If you’d like more info or to actually view it, the friendly folks at my former work place will be glad to hook you up.
When I’m being professional, I have a somewhat pronounced Chicago-area accent (something I’ve just discovered from listening to a voicemail of mine inadvertantly). If I’m just talking, though, I have no real discernable accent, though I do sound like my French Canadian mother and grandmother if I’m really tired.
I’ve lived in Ontario all my life. Last week an English guy asked me if I was English.
I have no idea. Maybe it’s because I have good diction? I do say ‘eh’, occasionally, but I certainly don’t say ‘aboot’. I think the only people I’ve ever heard say ‘aboot’ are Bob and Doug MacKenzie. Beauty, eh?
I don’t believe I have an identifiable regional accent, but I am occasionally belittled at work for my use of “y’all” and the verb “sweep” paired with a vacuum cleaner. I don’t see anything wrong with “y’all”, as SAE doesn’t have a 2nd person plural – we have to use something, so I use y’all, which is nicer to me than you’uns, yinz, or youse.
I was asked something completely out of left field tonight about accents though – three Spanish-speaking customers came in and I helped them in Spanish. One of them asked me if I was Colombian (!?), and I was like no, but I learned the majority of my pronunciation from Shakira and Juanes, and they are Colombian. They got a little giggle out of that.
When I was a very little girl, my parents had good friends who were Puerto Rican. I learned to count in Spanish from them before I started school. Years later, I took Spanish in high school, and was taught a Mexican dialect of Spanish, rather than “formal” Spanish. While working in a resturant and chatting in Spanish with a cook, he asked me why I spoke Mexican with a Puerto Rican accent.
Those early lessons STICK.
Everyone has an identifiable accent; all it takes is a good dialect expert.
That said, I haven’t noticed much of an accent here in WV. People where I grew up in KY sounded more “southern.” Every now and then, though some really southern sounding words come out of my daughter’s mouth (riight, niight, eye-s [ice], etc). She’s hearing it from someone, so maybe I have a thicker accent than I thought.
But that’s fine, gotta have some kind of accentand at least when I fill up the bathtub I’m not filling it up with “wooder.”
I’ve lived in Southern Ontario all my life as well, and therefore have no identifiable accent.

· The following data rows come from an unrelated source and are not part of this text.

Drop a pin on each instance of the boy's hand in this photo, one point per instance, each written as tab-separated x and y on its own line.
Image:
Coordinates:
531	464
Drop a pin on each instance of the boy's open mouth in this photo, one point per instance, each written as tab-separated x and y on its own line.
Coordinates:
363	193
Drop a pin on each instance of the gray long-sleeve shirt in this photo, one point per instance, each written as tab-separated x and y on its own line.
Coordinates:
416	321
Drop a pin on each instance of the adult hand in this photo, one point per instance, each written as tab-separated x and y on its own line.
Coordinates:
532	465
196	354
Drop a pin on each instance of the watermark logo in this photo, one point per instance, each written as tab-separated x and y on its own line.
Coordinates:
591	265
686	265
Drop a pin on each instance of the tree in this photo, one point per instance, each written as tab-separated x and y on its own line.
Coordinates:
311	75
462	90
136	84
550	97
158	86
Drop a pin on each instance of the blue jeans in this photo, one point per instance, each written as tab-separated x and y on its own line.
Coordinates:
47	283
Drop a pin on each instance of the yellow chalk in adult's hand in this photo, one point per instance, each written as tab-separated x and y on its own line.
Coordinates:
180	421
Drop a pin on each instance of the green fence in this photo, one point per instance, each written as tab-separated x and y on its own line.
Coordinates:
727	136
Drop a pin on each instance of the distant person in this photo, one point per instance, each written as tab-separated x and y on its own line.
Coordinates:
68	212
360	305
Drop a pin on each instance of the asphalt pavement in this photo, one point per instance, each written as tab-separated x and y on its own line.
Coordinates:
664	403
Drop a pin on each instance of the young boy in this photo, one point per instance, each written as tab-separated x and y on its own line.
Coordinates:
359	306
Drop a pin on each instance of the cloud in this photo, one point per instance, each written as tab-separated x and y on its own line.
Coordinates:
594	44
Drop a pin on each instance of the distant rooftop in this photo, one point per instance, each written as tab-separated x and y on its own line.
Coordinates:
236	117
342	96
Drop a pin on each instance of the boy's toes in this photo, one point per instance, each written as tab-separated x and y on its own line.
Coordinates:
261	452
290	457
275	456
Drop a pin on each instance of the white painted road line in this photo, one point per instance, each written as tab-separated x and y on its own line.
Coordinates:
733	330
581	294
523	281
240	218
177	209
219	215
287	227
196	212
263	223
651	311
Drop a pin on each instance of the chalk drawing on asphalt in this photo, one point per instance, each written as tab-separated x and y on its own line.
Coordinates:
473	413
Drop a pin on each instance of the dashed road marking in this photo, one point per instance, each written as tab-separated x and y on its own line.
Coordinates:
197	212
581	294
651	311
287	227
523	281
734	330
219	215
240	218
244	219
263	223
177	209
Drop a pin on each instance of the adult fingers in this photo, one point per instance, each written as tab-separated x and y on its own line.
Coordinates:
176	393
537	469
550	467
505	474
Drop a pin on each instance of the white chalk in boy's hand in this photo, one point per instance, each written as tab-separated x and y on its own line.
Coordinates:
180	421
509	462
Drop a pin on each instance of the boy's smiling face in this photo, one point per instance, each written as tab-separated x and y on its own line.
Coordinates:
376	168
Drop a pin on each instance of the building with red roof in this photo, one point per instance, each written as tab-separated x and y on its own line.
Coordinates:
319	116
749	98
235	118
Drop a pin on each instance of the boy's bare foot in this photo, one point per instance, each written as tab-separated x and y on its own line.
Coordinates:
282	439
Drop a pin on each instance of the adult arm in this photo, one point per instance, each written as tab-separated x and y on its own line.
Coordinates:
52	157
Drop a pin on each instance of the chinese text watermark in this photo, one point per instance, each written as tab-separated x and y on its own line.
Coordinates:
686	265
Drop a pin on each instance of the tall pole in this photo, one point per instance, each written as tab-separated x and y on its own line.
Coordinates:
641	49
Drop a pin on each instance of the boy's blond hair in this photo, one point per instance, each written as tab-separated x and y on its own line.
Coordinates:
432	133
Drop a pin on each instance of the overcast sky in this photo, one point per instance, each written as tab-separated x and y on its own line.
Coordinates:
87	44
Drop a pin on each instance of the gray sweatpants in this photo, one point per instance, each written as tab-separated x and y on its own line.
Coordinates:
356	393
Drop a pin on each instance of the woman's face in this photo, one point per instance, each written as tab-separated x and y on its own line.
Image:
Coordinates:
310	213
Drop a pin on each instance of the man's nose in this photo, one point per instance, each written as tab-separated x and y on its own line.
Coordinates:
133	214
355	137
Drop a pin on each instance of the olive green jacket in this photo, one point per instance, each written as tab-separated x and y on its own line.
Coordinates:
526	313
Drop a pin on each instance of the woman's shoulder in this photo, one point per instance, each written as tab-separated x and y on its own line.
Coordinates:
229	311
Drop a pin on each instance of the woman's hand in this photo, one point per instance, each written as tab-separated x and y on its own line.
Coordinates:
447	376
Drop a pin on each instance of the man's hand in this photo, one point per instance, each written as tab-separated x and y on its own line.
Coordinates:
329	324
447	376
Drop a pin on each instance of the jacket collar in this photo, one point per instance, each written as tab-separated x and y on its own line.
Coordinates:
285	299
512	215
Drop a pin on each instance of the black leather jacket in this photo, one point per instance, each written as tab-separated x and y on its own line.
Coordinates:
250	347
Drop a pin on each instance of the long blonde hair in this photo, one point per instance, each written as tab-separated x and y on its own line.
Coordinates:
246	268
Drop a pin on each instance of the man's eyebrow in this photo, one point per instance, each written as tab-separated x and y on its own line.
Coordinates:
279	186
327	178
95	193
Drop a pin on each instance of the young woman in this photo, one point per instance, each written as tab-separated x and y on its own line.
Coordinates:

Just ask my English co-workers.
Actually, I’ve had a few people say I have a trace of an English accent, but that’s probably because of leakover from all my English relatives (and endless bouts of Masterpiece Theatre/Monty Python from TVOntario)…
I’m from Montgomery, Alabama. I do have an accent that creeps in from time to time, but usually, no, I don’t have much of one.